Kultusamt greift durch Polizei sperrt Moscheen
WIEN, KARLSRUHE. Die Verbindungen des Terrorattentäters von Wien zu radikalislamischen Kreisen nach Deutschland führten am Freitag zu vier Hausdurchsuchungen in Norddeutschland sowie indirekt zu personellen Konsequenzen bei der Wiener Polizei. Der langjährige Chef des Landesamts für Verfasssungschutz und Terrorismusbekämpfung (LVT), Erich Zwettler (55), wurde abberufen – er habe um Ruhendstellung seiner Funktion gebeten, sagte Polizeipräsident Gerhard Pürstl am Nachmittag. Innenminister Karl Nehammer (ÖVP) ließ aber keinen Zweifel daran, dass das Ministerium auf personellen Konsequenzen bestand. Er sprach von „offensichtlichen und aus unserer Sicht nicht tolerierbaren Fehlern in der Ermittlung“.

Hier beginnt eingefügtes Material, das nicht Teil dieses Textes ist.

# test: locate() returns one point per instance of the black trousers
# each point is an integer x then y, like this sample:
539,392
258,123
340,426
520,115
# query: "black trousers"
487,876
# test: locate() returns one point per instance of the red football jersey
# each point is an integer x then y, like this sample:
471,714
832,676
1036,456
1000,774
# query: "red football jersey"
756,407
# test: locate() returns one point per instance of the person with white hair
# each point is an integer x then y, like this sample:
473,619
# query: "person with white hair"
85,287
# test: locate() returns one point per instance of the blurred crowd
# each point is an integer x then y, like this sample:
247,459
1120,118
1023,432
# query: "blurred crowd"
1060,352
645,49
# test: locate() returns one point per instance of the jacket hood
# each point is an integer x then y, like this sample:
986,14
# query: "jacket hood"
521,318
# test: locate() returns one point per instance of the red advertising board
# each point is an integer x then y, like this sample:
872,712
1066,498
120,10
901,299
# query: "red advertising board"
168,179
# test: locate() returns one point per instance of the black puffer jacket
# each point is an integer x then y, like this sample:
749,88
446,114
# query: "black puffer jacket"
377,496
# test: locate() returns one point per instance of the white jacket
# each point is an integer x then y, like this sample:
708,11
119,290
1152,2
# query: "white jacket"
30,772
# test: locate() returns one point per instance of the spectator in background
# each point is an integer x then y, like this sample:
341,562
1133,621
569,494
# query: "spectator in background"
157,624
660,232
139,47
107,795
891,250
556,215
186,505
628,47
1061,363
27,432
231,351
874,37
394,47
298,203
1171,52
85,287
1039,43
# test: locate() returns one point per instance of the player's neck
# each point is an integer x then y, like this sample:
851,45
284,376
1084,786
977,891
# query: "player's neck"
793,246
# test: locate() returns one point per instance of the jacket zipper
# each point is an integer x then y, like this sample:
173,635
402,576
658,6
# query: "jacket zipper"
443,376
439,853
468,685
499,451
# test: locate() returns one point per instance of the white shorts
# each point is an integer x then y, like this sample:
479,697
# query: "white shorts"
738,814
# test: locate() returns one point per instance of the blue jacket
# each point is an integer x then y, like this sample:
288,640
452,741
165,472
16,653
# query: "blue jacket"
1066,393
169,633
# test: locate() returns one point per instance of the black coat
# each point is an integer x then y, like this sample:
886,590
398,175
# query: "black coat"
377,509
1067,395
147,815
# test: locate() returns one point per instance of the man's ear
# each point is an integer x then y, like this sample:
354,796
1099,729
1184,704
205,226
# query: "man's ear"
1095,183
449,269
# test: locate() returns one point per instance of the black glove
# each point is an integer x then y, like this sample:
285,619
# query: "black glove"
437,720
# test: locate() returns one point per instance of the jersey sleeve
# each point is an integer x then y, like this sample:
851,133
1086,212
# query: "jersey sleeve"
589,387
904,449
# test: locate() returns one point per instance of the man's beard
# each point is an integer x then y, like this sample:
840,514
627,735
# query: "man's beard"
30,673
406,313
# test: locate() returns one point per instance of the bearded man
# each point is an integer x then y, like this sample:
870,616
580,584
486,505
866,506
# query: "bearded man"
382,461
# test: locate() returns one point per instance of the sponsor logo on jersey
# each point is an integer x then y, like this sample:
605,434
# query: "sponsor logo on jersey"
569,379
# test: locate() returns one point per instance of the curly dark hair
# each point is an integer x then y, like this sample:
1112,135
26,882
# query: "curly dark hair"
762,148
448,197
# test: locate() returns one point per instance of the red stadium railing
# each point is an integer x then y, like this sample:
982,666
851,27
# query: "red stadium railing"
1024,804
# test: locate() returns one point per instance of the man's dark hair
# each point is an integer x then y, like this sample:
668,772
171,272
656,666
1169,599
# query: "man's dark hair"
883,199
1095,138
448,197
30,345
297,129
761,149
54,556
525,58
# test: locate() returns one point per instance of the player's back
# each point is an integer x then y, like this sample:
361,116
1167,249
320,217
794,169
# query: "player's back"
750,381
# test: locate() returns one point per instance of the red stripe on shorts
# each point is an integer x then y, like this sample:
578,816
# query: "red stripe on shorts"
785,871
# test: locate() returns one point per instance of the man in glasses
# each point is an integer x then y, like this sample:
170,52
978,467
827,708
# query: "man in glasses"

Zuvor war bekannt geworden, dass sich der 20-jährige spätere Attentäter in Wien im Sommer mit zwei in Deutschland lebenden Islamisten getroffen hatte und die Polizei darüber Bescheid wusste. Denn die Besucher sind in Deutschland als Gefährder eingestuft und werden vom dortigen Verfassungsschutz beobachtet. Aus diesem alarmierenden Umstand wurden aber ebenso wenig schnell Konsequenzen gezogen wie nach der Information über den versuchten Munitionskauf durch den späteren Attentäter in der Slowakei. Beide Vorgänge waren im Juli 2020. In Verbindung beider Informationen hätte dies spätestens Ende Oktober zu einer anderen Bewertung des auf Bewährung freien 20-Jährigen führen können oder müssen, sagte Pürstl. Mit anderen Worten: Wäre auch die Justiz informiert worden, hätte der junge Mann, ein Österreicher mit nordmazedonischer Doppelstaatsbürgerschaft und Gemeindewohnung in Wien-Donaustadt, wieder verhaftet werden können.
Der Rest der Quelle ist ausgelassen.